- 30
- Dec
Beheers enkele onderhoudsvaardigheden van de snijmachine voor bevroren vlees
Beheers enkele onderhoudsvaardigheden van bevroren vlees snijmachine
1. Plakjes zijn ongelijkmatig, dof en produceren meer poeder.
(1) Redenen: het mes is niet scherp; de hardheid van het gesneden materiaal is te hoog; het kleverige sap van het gesneden materiaal blijft aan het mes plakken; zelfs als het niet wordt gesneden, is de kracht uniform.
2. Nadat de stroom is ingeschakeld, loopt de motor van de bevroren vleessnijmachine niet.
(1) Reden: slecht stroomcontact of losse stekker; slechte schakelcontacten.
(2) Reparatiemethode: repareer de voeding of vervang de stekker; repareer of vervang de schakelaar met dezelfde specificatie.
3. Tijdens het werken stopt de cryostaatmotor met draaien.
(1) Reden: de diepgevroren vleessnijmachine voedt te veel en het mes zit vast; de schakelaar maakt slecht contact.
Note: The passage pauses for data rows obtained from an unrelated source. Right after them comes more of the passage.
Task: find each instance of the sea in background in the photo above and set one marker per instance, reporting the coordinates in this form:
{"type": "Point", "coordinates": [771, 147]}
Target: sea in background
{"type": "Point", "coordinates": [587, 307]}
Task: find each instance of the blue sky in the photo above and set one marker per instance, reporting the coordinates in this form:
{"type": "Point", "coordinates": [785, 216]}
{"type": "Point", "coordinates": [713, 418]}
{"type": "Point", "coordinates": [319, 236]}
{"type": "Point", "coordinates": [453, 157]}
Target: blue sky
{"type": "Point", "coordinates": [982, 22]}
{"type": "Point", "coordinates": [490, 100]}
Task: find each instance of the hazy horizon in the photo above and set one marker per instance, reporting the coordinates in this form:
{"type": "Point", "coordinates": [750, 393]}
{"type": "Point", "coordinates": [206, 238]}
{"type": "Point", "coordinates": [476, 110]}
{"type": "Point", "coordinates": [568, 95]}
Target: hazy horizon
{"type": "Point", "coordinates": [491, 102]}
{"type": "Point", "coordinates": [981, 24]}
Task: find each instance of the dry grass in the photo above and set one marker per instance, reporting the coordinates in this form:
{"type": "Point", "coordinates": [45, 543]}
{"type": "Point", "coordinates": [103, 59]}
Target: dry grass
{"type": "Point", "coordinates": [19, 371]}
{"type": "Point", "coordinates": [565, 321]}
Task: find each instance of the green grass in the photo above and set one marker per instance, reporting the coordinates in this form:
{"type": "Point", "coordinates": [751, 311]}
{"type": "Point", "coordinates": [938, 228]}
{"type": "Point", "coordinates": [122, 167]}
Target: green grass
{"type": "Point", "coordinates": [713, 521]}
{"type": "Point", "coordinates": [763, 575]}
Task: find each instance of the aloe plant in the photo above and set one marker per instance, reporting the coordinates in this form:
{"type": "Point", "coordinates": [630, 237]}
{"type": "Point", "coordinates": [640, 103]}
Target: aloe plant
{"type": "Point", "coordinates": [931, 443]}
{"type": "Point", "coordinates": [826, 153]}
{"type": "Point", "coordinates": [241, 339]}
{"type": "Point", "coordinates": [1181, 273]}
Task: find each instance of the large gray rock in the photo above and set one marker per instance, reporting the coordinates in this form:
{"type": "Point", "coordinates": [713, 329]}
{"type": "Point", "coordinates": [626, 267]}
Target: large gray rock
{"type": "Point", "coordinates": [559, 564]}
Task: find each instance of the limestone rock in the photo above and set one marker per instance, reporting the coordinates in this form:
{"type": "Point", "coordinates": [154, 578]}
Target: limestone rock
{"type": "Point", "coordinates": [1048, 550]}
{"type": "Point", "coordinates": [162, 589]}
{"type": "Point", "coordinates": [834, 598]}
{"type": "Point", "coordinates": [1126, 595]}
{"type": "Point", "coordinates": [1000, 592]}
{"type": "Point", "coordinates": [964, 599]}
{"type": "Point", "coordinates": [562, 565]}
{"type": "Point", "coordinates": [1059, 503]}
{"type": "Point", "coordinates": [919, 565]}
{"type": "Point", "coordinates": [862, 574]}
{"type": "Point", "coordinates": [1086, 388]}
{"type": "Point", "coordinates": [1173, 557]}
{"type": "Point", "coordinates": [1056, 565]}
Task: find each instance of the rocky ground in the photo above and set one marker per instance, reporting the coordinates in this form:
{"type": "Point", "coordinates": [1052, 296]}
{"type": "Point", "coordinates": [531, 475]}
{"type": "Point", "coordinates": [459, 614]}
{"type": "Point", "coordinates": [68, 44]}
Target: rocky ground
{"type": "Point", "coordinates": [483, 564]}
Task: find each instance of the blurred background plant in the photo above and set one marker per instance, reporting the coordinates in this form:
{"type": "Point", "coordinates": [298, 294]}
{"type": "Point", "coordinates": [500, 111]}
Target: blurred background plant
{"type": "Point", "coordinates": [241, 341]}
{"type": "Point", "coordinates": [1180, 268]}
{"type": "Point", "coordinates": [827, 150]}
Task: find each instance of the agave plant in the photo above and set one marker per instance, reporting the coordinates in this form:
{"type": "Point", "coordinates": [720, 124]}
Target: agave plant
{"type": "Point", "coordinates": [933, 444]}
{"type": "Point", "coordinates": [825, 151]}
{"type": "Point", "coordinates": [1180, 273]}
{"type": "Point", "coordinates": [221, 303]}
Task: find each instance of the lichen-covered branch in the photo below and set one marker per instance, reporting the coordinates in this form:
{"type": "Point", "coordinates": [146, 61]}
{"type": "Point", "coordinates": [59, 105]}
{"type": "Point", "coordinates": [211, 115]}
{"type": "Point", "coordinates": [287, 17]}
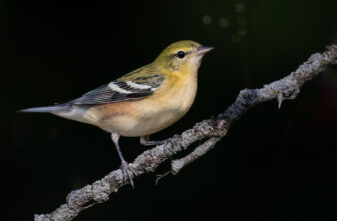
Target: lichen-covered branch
{"type": "Point", "coordinates": [211, 130]}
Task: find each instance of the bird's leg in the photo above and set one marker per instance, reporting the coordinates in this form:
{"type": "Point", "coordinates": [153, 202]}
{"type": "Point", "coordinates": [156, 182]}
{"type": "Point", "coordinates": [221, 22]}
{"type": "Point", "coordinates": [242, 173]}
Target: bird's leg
{"type": "Point", "coordinates": [124, 164]}
{"type": "Point", "coordinates": [145, 140]}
Gelijkmatig
(2) Onderhoudsmethode: verwijder het mes en slijp het met een wetsteen; bak het dun gesneden materiaal om het zacht te maken; verwijder het mes om plakkerige sappen weg te malen;
(2) Onderhoudsmethode van cryostaat: kijk naar de snijkop en verwijder de kleverige substantie; pas de schakelcontacten aan of vervang de schakelaar.
Druk bij gebruik van een diepvriesvleessnijder met de hand op de andere kant van het apparaat, anders springt het materiaal en wordt het vlees niet in de juiste positie gesneden. Als het materiaal een beetje groot is, kan het materiaal worden verwerkt om te passen bij de grootte van de inlaatplak.